Hi Tony,

If this is not 1st level fMRI, my suggestion is to use permutations. Say X is the 4D image (the 4th dimension being the subjects), and Y is the other variable that you're correlating with the image (Y can also be another image of the same size as X). Then write a script in Matlab to shuffle Y randomly, recompute the Spearman's correlation (let's call it r), checking the largest value of r across the statistical map. For each voxel in the unpermuted image, increment a counter if that voxel has larger or equal r than the maximum across the image for that permutation. Repeat this procedure, in a for-loop, many times (a few thousands), and at the end, divide the counter by the number of permutations. Make sure that the 1st permutation in the non-permuted (i.e., without any shuffling). The output will be an image with the corrected p-values. This gives strong, familywise error rate control (FWER), already taking into account, implicitly and without modelling, the spatial interdependence between voxels.
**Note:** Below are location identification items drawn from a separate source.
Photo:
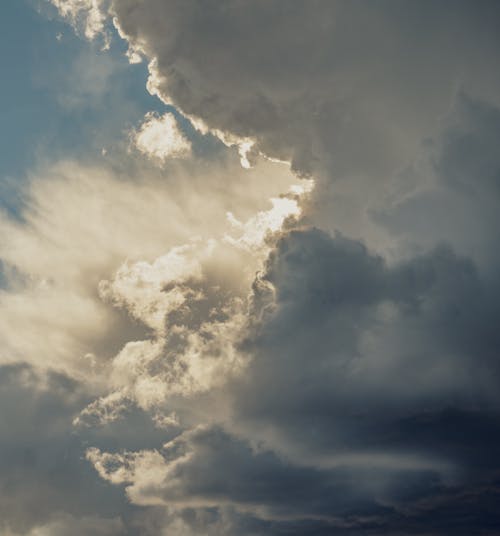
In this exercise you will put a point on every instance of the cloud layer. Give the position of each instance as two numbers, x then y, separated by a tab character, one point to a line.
273	310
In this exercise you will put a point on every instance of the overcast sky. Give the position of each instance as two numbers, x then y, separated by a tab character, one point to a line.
249	268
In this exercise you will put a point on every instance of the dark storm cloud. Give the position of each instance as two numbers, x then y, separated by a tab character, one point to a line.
345	85
369	404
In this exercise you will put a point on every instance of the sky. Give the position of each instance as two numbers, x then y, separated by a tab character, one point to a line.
249	268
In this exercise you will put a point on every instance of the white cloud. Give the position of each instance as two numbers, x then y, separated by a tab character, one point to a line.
160	138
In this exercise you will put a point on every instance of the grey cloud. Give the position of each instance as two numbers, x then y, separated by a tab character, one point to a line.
341	85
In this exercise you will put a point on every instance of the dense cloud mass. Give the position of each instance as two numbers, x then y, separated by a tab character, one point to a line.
273	310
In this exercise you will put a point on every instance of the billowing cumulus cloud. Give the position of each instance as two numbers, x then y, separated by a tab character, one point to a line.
273	308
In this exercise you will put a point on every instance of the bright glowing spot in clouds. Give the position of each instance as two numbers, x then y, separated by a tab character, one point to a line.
253	232
160	138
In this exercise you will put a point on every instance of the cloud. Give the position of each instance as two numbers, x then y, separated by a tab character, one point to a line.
260	359
160	138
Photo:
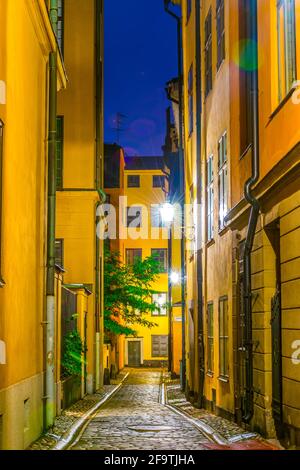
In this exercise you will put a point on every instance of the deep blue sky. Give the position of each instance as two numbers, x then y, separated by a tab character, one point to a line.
140	57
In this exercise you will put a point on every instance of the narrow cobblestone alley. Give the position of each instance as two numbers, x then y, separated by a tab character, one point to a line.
134	419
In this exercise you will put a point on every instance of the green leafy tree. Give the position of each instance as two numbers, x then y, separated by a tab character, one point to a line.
128	294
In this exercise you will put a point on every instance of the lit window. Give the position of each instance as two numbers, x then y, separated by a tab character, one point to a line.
161	300
161	255
286	31
223	181
220	32
210	199
210	337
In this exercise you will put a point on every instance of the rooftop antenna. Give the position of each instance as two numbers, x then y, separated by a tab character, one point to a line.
119	121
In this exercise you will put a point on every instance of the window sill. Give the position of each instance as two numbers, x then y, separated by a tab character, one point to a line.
281	104
223	230
210	243
223	379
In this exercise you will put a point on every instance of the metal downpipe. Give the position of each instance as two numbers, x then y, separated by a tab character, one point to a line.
50	411
255	207
182	184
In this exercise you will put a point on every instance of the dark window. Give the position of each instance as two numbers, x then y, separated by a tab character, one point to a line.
59	252
160	346
60	24
133	255
223	337
1	163
210	337
59	151
208	53
158	181
191	98
223	180
133	181
161	300
188	9
134	217
245	51
220	32
161	254
286	46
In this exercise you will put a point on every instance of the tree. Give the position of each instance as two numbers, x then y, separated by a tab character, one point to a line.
128	294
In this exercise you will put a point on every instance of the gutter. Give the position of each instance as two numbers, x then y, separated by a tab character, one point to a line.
255	208
200	336
50	284
182	181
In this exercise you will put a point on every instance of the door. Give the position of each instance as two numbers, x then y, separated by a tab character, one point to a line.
134	353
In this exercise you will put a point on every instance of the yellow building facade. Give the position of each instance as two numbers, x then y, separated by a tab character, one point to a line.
24	70
144	186
241	105
80	170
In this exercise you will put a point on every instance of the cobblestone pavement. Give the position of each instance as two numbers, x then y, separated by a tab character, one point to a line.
71	415
135	420
236	437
If Y is another 4D image, each volume needs to be shuffled as a whole.

The same idea applies to corrected p-values for clusters. Have a look at Matlab's function bwconncomp, which labels and calculates the sizes of connected voxels (it's part of the Image Processing toolbox; if you don't have it, it's available in recent Octave versions in the "image" package; another option is Jesper Andersson's spm_bwlabel funcion, that comes with SPM). You'd need to run the labelling for each permutation, and increment the counter just in the same way as for the voxelwise image.

Alternatively, and much simpler (or if this is 1st level fMRI), is if you are calculating the Spearman p-values using some parametric approximation. In this case, you can use false discovery rate (FDR). It's not the same as FWER, but it's an assumption free method to address the same multiple testing problem.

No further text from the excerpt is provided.